How can the factory get it so wrong? They don’t. The carmakers just have different standards for noise, vibration and harshness, as well as considerations for how fast the factory airbox can be installed as the car comes down the assembly line. The aftermarket has no such worries. Aftermarket intakes improve power through lower restriction filters, isolating underhood air temperatures from the intake, and smoothing the flow path all of the way to the throttle body.
There are several intake manufacturers to choose from and most use the oiled cotton gauze steel mesh sandwich pioneered by K&N. Some new entries into the performance aftermarket, such as those from R2C Performance, are featuring a synthetic filtering media that, like cotton gauze filters, can be cleaned and reused. That’s where the similarity ends, because you simply blow the polyester high density fibers clean from the inside out. R2C’s technology was spun off from the military. They first entered the performance market in dirt car racing with a traditional round filter. They claim that the lofted gradient density media is excellent at filtering out dust, and that performance is as good at the end of the race as the start.
R2C’s intake systems for today’s production vehicles are easily spotted because they use 3-inch square intake tubes instead of traditional round tubes. They claim 17% more cross-section area with square versus round tube.
A couple of points struck me after researching this article.

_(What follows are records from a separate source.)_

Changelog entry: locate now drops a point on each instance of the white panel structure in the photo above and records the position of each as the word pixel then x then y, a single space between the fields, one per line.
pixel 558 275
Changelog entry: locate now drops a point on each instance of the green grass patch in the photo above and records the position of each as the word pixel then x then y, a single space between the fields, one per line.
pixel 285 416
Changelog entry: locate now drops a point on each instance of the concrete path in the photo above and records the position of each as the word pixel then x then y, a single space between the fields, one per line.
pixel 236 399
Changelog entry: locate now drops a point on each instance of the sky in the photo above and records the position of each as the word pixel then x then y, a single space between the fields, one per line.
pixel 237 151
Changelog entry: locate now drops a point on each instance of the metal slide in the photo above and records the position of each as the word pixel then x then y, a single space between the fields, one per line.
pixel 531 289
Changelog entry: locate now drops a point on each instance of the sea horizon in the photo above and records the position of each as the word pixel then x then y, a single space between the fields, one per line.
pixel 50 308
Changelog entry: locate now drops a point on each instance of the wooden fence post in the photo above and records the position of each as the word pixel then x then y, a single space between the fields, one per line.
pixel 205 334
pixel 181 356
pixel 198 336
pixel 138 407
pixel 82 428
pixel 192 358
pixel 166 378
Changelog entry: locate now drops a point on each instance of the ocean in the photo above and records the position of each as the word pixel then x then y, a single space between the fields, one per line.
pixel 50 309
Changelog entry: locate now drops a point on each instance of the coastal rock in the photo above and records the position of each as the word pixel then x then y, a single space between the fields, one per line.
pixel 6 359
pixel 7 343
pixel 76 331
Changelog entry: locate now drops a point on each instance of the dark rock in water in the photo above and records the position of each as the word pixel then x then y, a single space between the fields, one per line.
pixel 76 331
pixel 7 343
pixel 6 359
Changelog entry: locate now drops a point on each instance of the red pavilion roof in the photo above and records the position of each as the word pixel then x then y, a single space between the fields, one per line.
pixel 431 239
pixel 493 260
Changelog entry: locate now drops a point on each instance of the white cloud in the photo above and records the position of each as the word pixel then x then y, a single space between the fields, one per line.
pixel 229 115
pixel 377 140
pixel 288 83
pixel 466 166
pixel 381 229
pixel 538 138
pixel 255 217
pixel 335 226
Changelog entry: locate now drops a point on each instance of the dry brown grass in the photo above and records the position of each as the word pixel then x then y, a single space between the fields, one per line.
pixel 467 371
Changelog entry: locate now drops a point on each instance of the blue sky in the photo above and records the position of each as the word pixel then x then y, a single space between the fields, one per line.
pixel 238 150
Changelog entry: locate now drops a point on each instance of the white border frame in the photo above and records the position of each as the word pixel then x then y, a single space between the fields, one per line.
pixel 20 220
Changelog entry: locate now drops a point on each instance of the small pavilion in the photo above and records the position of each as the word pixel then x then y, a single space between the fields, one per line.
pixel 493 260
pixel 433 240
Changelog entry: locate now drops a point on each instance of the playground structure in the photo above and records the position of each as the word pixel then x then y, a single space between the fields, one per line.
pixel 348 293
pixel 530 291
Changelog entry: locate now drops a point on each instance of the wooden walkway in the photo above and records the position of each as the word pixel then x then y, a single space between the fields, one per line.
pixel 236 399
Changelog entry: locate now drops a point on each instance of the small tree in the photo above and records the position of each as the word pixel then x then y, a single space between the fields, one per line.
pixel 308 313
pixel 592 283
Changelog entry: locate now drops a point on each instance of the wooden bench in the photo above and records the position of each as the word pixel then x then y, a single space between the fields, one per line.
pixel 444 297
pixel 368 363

You no longer need to build an engine specifically for EFI. No more camshaft or manifold vacuum limitations just build the best engine you can.
With EFI you can’t overlook any of the details such as the vehicle’s charging system or its fuel delivery system. These little gremlins are extremely hard to trace unless you know what to look for.
The successful engine builders of the future will have the ability to design, install and tune EFI systems.